The girls went to the toilet in the crypt of St Paul’s Church in Holgate just before the cinema trip in the February half term. Staff of the St Paul’s Out of School Club failed to do a head count before setting off for the cinema - and locked the door to the crypt, with the two children inside and the lights off.

It beggars belief they didn’t realise, while buying cinema tickets, that two children were missing.

The club’s manager, who was in charge on the day, has now resigned. And in initial findings, Ofsted inspectors who investigated the case have rapped the club for a “serious breach of requirements” which left children at “considerable risk of harm”.
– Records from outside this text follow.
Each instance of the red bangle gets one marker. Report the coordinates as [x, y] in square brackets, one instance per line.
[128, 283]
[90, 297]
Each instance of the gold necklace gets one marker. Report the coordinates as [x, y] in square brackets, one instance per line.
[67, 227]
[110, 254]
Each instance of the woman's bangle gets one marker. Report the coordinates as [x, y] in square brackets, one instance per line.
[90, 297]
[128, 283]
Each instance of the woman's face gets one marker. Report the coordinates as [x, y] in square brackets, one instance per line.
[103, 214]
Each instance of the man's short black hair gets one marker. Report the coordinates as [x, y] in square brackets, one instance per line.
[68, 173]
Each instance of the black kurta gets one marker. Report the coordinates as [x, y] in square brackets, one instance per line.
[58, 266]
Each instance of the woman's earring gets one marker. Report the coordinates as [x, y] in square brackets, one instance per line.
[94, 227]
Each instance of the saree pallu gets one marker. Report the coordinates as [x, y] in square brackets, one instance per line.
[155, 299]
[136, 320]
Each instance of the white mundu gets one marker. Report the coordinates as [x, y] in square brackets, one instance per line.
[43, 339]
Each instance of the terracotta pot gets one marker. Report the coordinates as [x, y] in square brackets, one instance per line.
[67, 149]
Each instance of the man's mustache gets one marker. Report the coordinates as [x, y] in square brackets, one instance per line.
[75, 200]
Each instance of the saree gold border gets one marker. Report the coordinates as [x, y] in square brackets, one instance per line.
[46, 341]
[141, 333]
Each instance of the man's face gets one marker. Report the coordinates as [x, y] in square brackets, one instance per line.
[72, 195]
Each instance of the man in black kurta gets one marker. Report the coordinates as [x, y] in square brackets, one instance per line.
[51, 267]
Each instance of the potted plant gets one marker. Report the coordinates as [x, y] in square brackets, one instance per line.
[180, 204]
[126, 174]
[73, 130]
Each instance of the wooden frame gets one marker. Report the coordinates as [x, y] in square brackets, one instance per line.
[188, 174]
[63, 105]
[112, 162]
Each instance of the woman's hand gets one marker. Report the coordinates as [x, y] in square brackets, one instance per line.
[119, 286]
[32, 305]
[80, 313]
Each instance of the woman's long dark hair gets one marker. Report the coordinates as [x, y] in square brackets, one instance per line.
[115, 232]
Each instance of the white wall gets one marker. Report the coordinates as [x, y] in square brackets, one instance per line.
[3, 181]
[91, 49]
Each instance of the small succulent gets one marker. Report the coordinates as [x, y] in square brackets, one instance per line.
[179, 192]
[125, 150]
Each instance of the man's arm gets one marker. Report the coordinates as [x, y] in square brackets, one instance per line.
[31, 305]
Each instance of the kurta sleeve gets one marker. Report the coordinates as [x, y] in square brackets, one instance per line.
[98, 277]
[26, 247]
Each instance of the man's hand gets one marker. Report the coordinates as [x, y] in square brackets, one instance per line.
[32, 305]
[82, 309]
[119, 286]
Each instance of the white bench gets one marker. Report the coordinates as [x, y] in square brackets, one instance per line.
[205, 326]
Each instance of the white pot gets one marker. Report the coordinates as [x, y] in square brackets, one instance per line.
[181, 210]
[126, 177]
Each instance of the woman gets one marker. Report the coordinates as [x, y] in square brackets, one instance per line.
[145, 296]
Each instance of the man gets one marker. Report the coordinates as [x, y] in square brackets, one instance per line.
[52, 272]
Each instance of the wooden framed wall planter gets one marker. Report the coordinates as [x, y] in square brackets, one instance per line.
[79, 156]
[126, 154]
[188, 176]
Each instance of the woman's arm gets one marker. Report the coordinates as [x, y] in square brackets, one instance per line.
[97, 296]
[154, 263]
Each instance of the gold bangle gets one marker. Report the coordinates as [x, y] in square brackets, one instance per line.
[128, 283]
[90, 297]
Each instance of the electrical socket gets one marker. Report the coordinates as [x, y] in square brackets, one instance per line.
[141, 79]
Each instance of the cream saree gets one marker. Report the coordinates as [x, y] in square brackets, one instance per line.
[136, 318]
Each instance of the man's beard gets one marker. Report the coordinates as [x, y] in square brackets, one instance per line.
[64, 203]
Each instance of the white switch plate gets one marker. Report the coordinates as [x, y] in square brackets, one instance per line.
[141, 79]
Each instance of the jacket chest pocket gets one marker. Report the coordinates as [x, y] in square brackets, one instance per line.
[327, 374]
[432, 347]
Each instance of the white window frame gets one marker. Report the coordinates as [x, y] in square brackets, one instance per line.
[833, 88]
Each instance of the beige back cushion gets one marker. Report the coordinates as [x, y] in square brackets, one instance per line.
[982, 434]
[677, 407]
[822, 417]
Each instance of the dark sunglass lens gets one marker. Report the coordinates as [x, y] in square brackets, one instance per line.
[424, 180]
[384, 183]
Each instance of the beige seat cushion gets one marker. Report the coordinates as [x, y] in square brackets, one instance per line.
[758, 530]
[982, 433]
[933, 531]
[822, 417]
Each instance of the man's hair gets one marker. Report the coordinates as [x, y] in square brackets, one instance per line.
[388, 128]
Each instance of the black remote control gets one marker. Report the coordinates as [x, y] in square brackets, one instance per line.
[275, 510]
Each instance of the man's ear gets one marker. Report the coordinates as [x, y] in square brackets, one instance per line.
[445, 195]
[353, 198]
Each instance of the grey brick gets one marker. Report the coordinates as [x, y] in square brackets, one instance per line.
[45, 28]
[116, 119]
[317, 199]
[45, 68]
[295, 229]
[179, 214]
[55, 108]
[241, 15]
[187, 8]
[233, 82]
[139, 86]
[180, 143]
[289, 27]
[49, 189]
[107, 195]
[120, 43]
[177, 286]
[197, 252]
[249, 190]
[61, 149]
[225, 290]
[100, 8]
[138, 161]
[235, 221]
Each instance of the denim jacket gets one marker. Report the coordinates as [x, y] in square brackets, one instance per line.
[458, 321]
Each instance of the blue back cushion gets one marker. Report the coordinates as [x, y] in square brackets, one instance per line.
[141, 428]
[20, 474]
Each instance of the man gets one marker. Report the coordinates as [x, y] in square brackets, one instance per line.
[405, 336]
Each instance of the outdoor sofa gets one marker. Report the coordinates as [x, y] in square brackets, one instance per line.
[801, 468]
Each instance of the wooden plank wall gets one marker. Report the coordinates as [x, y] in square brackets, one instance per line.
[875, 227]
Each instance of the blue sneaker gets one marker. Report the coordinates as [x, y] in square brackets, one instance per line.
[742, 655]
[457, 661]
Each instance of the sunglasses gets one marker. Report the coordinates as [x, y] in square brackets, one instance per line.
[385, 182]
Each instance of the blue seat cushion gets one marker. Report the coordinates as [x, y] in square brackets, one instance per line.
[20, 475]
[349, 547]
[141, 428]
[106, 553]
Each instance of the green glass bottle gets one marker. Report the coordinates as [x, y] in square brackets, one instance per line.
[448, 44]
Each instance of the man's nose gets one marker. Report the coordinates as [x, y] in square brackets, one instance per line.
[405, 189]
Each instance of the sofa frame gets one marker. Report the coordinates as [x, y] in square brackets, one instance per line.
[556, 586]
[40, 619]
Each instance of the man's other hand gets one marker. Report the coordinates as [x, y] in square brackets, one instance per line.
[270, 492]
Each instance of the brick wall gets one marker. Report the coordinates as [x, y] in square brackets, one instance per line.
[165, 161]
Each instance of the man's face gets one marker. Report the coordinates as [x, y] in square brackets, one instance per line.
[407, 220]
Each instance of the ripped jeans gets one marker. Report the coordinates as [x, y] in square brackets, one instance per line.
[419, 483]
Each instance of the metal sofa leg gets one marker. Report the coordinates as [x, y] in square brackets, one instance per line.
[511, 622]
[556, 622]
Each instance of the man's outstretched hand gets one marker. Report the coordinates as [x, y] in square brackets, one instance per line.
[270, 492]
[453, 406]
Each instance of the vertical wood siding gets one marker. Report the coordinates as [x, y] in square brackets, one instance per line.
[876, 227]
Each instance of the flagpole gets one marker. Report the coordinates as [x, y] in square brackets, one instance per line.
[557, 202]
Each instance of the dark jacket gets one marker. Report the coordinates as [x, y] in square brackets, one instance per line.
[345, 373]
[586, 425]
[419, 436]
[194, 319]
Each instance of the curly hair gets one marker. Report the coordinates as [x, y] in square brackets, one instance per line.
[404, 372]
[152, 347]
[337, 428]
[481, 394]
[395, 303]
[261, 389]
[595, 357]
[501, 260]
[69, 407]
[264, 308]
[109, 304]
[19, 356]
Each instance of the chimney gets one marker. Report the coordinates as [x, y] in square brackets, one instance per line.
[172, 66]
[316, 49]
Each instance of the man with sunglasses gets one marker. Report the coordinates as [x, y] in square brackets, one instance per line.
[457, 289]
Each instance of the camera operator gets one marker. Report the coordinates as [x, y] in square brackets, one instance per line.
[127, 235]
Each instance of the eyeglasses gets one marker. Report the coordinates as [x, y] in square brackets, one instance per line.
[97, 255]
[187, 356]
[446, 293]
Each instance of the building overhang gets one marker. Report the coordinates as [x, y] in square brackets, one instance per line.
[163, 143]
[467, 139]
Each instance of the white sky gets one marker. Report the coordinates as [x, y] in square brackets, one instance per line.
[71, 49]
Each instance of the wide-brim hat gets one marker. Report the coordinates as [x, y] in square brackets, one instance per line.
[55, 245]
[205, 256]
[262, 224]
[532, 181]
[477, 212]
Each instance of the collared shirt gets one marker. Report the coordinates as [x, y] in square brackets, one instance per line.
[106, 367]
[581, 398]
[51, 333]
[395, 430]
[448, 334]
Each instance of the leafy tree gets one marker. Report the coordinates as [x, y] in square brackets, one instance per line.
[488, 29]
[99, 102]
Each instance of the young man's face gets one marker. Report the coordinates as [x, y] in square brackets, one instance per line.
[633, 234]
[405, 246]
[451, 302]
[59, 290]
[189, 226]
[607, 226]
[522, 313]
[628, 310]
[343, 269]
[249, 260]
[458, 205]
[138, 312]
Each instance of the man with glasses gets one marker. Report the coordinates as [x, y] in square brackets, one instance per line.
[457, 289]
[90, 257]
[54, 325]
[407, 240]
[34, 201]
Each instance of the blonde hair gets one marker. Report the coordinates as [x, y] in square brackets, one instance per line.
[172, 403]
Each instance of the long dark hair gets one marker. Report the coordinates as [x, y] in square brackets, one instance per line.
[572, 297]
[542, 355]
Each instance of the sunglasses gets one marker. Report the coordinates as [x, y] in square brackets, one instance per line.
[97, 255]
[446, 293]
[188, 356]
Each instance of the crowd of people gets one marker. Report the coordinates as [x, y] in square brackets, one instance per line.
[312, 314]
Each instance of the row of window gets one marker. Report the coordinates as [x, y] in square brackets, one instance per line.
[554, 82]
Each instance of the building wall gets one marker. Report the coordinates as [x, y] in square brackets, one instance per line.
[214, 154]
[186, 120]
Ofsted has issued a welfare requirements notice instructing the club to make staff fully aware of safety protocols - including that children should always be “within sight or hearing of adults”. The club could face prosecution if it fails to do so.

A full report will be published in due course. For now, however, Ofsted has stopped short of taking away the club’s registration.

Ofsted acted rapidly and correctly in this case. This was an appalling lapse by the St Paul’s Club. But it does seem to have been an aberration.

Parents will make up their own minds about whether they trust the club in future. But the member of staff in charge on the day has left, and we would hope the club has learned its lesson.

Pending the publication of Ofsted’s full report, it should perhaps be given one more chance.